In another analysis on CryptoQuant, Bitcoin's Unrealized Profit and Loss (UNRPL) indicator reveals that investors are currently in a strong profit position with $671 billion in unrealized gains. This uptick in the UNRPL follows a surge in Bitcoin's price, showing considerable profitability yet indicating a heightened risk for the market. As the market approaches previous peak levels of profitability, there will be Bitcoin holders who will begin to sell their holdings, causing more volatility in BTC’s price, and necessitating careful risk management strategies.

Crypto Derivatives

  • Funding rates remain positive for both BTC and ETH.
  • Deribit Implied Volatility Index (DVOL) for BTC and ETH diminished sharply to 65.25 and 67.23 respectively
  • The 30-day 25-delta skew (C-P) for BTC decreased to 3.48% while ETH remained relatively unchanged at 2.59%.
  • The futures market witnessed $341.25M liquidations, with longs representing 63.5%.

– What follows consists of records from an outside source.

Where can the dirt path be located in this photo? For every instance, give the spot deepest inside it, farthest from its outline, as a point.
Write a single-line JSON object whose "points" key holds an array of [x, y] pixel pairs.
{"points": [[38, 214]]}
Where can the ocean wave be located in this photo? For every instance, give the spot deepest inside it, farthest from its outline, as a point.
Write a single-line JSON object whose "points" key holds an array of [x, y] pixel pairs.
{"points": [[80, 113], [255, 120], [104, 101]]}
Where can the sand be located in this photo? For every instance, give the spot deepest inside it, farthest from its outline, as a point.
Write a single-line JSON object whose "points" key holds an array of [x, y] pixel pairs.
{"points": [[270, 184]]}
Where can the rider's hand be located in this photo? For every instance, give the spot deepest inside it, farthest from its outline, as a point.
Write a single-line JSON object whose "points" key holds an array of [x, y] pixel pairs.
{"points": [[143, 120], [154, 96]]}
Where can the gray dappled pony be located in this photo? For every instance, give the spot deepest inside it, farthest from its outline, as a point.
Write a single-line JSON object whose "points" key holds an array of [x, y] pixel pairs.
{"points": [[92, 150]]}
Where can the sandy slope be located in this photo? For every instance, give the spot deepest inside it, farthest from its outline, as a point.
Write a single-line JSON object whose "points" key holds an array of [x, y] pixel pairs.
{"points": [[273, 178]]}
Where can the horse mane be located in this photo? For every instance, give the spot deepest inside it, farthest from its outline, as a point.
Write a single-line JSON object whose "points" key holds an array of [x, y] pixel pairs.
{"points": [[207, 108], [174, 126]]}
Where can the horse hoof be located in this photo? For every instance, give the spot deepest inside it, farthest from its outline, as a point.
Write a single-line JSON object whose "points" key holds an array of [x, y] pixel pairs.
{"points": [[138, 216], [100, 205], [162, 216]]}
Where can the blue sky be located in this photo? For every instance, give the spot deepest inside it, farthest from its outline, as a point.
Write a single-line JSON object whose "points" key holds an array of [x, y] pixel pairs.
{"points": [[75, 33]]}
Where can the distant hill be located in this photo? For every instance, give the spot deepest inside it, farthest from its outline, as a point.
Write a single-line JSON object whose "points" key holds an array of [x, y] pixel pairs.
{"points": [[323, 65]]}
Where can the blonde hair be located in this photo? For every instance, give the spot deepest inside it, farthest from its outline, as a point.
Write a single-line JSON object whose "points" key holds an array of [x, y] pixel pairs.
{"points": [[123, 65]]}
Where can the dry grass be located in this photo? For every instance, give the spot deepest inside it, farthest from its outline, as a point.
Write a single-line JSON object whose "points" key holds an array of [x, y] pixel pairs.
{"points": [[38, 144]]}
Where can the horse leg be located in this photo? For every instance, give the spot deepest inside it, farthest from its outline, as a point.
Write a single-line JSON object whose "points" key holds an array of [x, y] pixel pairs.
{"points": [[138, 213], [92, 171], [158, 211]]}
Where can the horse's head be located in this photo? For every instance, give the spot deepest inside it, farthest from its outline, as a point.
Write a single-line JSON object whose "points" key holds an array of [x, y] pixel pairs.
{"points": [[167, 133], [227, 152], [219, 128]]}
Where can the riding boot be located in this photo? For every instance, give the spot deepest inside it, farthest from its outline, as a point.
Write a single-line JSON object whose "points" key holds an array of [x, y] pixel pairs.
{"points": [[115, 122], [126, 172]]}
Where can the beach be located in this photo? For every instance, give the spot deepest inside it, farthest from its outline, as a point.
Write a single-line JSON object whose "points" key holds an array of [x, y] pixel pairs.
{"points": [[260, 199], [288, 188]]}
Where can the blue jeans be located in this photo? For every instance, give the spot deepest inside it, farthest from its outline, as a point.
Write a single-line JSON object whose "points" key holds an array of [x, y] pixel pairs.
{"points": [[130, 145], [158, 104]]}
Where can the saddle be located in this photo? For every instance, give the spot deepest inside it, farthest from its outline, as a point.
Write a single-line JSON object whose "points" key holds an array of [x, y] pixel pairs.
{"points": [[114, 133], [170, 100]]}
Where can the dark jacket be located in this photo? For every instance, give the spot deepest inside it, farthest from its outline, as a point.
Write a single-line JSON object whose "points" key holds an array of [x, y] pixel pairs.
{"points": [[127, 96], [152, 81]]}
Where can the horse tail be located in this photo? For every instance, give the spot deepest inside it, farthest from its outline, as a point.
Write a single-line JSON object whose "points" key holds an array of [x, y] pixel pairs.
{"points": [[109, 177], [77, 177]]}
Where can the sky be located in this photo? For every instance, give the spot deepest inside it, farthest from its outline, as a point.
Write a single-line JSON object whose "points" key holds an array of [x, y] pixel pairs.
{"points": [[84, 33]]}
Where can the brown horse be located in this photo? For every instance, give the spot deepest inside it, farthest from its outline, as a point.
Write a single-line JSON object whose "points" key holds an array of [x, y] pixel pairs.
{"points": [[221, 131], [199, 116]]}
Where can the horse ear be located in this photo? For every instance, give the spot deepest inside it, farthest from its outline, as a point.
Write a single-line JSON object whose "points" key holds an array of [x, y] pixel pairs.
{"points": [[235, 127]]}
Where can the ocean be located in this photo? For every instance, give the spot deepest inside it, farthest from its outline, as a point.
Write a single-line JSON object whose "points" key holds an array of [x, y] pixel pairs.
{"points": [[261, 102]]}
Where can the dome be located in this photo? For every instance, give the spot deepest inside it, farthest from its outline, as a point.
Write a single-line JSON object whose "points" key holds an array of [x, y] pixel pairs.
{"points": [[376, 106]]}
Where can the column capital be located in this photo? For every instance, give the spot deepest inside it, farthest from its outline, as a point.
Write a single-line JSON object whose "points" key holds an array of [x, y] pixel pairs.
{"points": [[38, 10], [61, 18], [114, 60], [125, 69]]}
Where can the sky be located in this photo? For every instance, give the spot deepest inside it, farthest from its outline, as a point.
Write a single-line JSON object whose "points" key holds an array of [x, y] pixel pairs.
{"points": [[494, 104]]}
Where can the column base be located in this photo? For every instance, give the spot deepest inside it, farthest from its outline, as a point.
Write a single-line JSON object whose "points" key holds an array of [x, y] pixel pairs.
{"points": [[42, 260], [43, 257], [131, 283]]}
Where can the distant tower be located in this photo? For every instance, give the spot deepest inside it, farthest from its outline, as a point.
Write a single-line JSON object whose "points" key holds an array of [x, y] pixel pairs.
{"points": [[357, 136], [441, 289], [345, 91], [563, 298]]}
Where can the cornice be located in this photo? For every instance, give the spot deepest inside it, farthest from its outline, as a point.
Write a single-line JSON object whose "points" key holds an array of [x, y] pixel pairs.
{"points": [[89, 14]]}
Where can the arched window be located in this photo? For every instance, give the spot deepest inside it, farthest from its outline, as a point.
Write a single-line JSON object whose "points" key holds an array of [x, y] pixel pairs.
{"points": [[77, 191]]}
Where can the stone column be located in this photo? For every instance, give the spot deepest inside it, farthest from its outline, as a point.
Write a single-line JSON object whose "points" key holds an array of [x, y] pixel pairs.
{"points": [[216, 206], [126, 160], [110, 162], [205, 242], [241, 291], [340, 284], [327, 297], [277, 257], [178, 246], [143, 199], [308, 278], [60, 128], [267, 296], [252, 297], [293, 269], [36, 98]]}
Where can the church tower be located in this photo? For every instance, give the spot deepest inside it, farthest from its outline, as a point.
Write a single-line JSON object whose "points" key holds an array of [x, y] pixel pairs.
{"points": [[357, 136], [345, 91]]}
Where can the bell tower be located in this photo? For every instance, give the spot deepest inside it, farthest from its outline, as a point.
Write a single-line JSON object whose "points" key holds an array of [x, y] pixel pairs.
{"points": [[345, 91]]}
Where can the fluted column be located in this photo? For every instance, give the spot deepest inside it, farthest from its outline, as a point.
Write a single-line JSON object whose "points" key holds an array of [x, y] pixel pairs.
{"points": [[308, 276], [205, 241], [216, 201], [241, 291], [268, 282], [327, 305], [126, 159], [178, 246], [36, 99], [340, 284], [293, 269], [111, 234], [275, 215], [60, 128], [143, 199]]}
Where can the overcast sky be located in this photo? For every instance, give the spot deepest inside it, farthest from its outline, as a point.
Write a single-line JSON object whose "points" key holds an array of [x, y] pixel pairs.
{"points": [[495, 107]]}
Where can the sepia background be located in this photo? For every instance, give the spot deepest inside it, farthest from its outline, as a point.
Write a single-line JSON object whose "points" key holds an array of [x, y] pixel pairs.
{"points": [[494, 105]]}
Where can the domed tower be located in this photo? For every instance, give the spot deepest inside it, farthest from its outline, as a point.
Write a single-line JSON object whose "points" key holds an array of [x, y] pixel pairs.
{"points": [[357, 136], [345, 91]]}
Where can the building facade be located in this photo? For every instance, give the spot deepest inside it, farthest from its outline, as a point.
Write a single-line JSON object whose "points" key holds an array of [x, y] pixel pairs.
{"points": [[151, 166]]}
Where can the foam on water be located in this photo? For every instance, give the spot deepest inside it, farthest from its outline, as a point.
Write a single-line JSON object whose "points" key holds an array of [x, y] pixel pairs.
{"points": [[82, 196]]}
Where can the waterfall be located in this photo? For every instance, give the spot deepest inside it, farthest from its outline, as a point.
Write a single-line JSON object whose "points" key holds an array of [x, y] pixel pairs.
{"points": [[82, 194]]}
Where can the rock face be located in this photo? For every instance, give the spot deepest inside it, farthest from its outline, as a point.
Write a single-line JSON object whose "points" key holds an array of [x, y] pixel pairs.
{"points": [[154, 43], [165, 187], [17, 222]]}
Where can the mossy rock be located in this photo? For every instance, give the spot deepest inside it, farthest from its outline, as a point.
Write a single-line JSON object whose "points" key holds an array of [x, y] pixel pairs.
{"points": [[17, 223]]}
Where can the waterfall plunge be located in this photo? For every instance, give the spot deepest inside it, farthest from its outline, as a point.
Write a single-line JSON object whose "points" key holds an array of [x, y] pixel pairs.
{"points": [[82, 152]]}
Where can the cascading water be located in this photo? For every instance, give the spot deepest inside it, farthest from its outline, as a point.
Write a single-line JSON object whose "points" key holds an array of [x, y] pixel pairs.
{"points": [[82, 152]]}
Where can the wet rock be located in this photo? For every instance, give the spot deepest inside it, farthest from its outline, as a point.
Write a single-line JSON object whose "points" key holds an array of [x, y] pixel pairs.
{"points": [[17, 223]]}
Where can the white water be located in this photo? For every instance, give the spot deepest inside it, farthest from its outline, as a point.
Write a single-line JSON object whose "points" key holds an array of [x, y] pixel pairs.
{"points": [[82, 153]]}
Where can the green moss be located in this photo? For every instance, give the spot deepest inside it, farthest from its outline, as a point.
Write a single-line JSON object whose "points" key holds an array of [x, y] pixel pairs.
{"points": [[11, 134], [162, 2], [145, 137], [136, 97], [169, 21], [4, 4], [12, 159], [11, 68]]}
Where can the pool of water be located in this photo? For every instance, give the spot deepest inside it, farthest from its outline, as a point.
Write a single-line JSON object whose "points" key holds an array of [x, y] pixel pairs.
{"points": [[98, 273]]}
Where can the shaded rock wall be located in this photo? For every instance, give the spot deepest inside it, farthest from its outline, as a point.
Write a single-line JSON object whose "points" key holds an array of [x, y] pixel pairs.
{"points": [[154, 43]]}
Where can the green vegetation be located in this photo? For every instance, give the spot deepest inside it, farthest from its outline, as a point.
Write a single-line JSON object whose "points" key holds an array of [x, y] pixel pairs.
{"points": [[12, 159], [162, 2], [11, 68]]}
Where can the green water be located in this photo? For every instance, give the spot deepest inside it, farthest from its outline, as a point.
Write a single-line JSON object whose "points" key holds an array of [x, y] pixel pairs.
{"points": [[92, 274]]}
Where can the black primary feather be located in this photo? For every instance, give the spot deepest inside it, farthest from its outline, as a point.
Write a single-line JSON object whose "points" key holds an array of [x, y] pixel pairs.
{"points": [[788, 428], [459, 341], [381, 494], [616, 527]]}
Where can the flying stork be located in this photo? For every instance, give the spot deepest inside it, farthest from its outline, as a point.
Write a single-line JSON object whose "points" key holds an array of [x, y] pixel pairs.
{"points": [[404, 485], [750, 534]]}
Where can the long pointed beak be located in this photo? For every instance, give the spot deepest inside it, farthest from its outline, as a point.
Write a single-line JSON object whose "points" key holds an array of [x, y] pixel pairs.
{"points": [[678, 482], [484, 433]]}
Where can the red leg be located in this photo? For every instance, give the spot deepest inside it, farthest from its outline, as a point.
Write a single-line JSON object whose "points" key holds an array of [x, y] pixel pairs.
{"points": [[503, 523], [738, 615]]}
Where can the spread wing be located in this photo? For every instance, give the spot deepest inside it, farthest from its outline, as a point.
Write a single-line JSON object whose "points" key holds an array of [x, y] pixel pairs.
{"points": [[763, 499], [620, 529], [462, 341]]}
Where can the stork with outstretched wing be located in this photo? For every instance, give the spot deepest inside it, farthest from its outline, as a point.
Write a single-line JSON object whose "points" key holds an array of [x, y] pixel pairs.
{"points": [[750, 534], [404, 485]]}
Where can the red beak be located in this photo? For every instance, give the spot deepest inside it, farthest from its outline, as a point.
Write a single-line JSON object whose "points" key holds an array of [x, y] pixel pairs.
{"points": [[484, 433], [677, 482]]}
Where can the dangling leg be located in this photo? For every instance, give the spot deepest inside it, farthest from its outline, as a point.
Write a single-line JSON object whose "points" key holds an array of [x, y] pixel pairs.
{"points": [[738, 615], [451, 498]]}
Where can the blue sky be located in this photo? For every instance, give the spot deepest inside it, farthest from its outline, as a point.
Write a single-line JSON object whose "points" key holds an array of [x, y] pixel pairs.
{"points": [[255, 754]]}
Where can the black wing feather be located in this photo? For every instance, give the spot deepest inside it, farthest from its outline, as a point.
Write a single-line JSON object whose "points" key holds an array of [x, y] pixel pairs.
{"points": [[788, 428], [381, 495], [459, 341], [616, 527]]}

Top 3 USDT Perpetual Funding Rate Arbitrage Opportunities

Net Annualized APR

Perp (USDT pair)

Long on

Short On














1) Pairs observed include BTC, ETH, SOL, BNB, XRP, LTC, and DOGE vs. USDT perps. 

2) CEXs observed include Binance, Bybit, OKX & dYdX.

3) Lookback period is 24 hours.

BTC ATM Implied Volatility (IV) chart displays a sharp decline in both the 7-day and 30-day maturities, trailing each other now at 64.69 and 62.91 respectively after the euphoria of Bitcoin breaking the $63K mark. Traders are also on the sideline after the US government moved $922M of seized Bitcoin recently, and contemplate the sustainability of the BTC ETF inflows. The longer-term maturities, while also showing a decline, do not exhibit as pronounced a spike as the 7-day maturity.

The term structure continues to show a significant spike in the Mark IV of 1-day contracts, although significantly lower than that of yesterday’s, which then rapidly declines and approaches the Shadow IV as time to maturity increases. This is due to uncertainty about the price of Bitcoin in the immediate short term due to the high volatility that it has experienced in the last few days. The lowering IVs could suggest that the market is currently pricing in lower volatility compared to historical averages, which may reflect a period of relative stability.

BTC 25 Delta skews (C-P) remain highly positive for both the 7-day and 30-day skews, despite both experiencing a noticeable decrease after the euphoria of BTC breaking the $63k mark ended, indicating a diminishing bullish sentiment among traders in the near term.

Lastly, during the US Trading Session, @Paradigm highlighted option flows this week, emphasizing downside coverage with the sale of call positions. Key BTC trades encompassed the sale of 300x 26-Apr-24 65k call, 200x 26-Apr-24 60k call, and a 150x 29-Mar-24 70k call. On the ETH front, significant trades included 15000x 15-Mar-24 3200 put bought, and 3000x 8-Mar-24 3150 put sold.

Crypto Technical Analysis

After several consecutive days of price surges, BTC saw a slight downturn last night, pulling the price back to $61.5K as it encountered resistance once again at the $63K level. The RSI also retreated to the normal range, currently at 67. Moving forward, the $63K to $64K range remains as the immediate resistance, marking the last horizontal resistance zone before the previous all-time high. On the downside, the $58.8K level now acts as support, having previously served as resistance, indicating a potential downside of nearly 4%.

ETH mirrored BTC's retracement, pulling back from its $3.5K peak to hover around the $3.4K level. At this point, ETH finds strong support at the intersection of the horizontal resistance observed in February 2022 and the upper boundary of the previously identified ascending channel. The $3.5K level remains the immediate resistance in case of a rebound from the current level. Conversely, if the price breaks below the current level, the lower range of the channel serves as support, which stands approximately at $3.15K, indicating a potential downside of around 6%.